A five-year-old boy, Liam Conejo Ramos, was detained by Immigration and Customs Enforcement (ICE) agents during a raid in Minneapolis last week, sparking a wave of public outrage and renewed scrutiny over U.S. immigration policies.

The incident occurred as the boy returned home from school in Columbia Heights, Minnesota, where he was apprehended from his driveway by agents.
A widely shared photo of Liam, wearing a blue winter hat and a Spider-Man backpack, captured the moment he was taken, drawing sharp criticism of the Trump administration’s immigration enforcement tactics.
Liam and his father, Adrian Alexander Conejo Arias, are now being held at the South Texas Family Residential Center in Dilley, Texas, a facility that has faced multiple allegations of civil rights abuses.
His mother, Erika Ramos, described the conditions inside the detention center as ‘deeply concerning.’ She told Minnesota Public Radio that Liam has been falling ill due to the poor quality of food provided. ‘He has stomach pain, he’s vomiting, he has a fever and he no longer wants to eat,’ she said, highlighting the physical and emotional toll on the child.

Democratic Representatives Joaquin Castro and Jasmine Crockett of Texas visited the facility to meet Liam and his father.
Castro recounted a harrowing encounter during their meeting, stating that Liam slept through the entire half-hour session, cradled in his father’s arms. ‘His dad said that he hasn’t been himself, he’s been sleeping a lot because he’s been depressed and sad,’ Castro shared in a video message on X.
He emphasized that while Liam’s condition was not an emergency, the child’s mental state was deeply troubling.
Castro also noted that Liam has been asking about his mother and his classmates, expressing a strong desire to return to school.
‘His dad said that he hasn’t been himself, he’s been sleeping a lot because he’s been depressed and sad.’
Castro’s visit underscored the human cost of immigration detention, and he directly appealed to President Trump, whose re-election in January 2025 had been marked by a continuation of aggressive enforcement policies. ‘I would ask President Trump, who himself has grandkids who are of the age of some of the kids we met with today, to think of what it would be like for his grandkids to be behind bars,’ Castro said at a news conference, urging the release of detainees.
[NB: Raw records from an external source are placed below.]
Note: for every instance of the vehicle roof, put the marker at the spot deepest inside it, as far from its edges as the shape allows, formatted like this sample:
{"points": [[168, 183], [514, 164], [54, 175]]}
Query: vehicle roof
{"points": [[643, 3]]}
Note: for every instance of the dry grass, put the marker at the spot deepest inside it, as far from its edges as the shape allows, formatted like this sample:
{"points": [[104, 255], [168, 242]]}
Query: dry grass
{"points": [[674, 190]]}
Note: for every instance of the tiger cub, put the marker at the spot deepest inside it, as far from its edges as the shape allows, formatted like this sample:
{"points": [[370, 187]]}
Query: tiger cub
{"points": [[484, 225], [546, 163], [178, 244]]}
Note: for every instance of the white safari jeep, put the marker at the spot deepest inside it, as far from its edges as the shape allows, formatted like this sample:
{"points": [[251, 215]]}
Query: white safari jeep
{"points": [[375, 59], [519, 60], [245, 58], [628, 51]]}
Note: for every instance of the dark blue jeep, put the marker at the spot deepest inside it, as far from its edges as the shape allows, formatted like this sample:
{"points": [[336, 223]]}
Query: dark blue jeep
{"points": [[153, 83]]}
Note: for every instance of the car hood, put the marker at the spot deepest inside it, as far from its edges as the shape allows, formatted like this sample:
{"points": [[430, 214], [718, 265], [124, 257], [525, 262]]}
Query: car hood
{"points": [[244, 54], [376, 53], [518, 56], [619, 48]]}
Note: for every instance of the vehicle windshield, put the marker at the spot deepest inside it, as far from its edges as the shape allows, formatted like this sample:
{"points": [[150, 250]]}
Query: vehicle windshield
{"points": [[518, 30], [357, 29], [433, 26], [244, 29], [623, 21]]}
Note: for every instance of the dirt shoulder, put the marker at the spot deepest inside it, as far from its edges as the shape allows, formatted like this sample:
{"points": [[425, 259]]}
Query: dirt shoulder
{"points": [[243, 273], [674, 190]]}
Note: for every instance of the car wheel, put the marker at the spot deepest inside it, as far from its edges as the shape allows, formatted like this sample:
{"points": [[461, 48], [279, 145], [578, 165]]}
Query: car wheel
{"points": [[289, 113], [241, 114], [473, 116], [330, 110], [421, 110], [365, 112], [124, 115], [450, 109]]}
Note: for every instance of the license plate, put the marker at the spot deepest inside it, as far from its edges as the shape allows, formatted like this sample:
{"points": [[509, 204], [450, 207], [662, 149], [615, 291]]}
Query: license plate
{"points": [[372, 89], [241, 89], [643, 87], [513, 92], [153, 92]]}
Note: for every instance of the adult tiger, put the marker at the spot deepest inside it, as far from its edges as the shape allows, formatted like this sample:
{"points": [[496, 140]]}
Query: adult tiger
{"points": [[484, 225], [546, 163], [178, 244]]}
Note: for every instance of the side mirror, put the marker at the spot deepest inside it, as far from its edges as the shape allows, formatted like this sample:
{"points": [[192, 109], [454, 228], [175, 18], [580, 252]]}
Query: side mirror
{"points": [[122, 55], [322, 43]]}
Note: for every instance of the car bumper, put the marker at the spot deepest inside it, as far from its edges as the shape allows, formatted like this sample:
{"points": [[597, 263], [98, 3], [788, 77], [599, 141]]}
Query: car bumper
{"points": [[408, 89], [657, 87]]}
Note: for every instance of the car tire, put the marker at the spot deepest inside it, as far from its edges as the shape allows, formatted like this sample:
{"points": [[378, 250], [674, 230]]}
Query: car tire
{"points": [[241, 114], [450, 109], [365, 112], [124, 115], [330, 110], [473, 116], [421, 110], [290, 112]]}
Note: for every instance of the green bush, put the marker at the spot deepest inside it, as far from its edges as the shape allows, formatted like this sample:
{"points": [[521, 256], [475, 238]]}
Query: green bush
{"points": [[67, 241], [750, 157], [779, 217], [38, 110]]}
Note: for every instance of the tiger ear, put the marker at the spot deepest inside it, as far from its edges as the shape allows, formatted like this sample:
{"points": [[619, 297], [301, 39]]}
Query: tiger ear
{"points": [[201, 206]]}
He shared a photo of the meeting, captioning it with a plea for compassion: ‘I demanded his release and told him how much his family, his school, and our country loves him and is praying for him.’
Crockett, who is running for the U.S.
Senate, echoed Castro’s concerns, stating that Liam was one of many children she and Castro encountered at the facility.
She criticized the lack of educational opportunities for detainees, noting that officials told lawmakers that children could not be held if they had a criminal record. ‘We are supposed to be better than this,’ she said, highlighting the moral contradictions of the system.

The incident has also reignited debates over the ethics of detaining children in immigration custody.
School officials in Minneapolis accused federal immigration officers of using Liam as ‘bait’ by instructing him to knock on his home’s door to lure his mother out.
However, Department of Homeland Security officials dismissed this account as an ‘abject lie,’ claiming instead that the boy’s father fled on foot as agents approached, abandoning his child in a running vehicle in their driveway.
This conflicting narrative has only deepened the controversy surrounding the raid and the broader immigration enforcement strategy under the Trump administration.
As the debate over immigration policy intensifies, the plight of Liam Conejo Ramos and his family has become a powerful symbol of the human impact of policies that many argue prioritize enforcement over compassion.
With the Trump administration’s re-election and its continuation of hardline immigration tactics, the question of whether children should ever be held in immigration custody remains a deeply contentious issue, one that continues to divide the nation.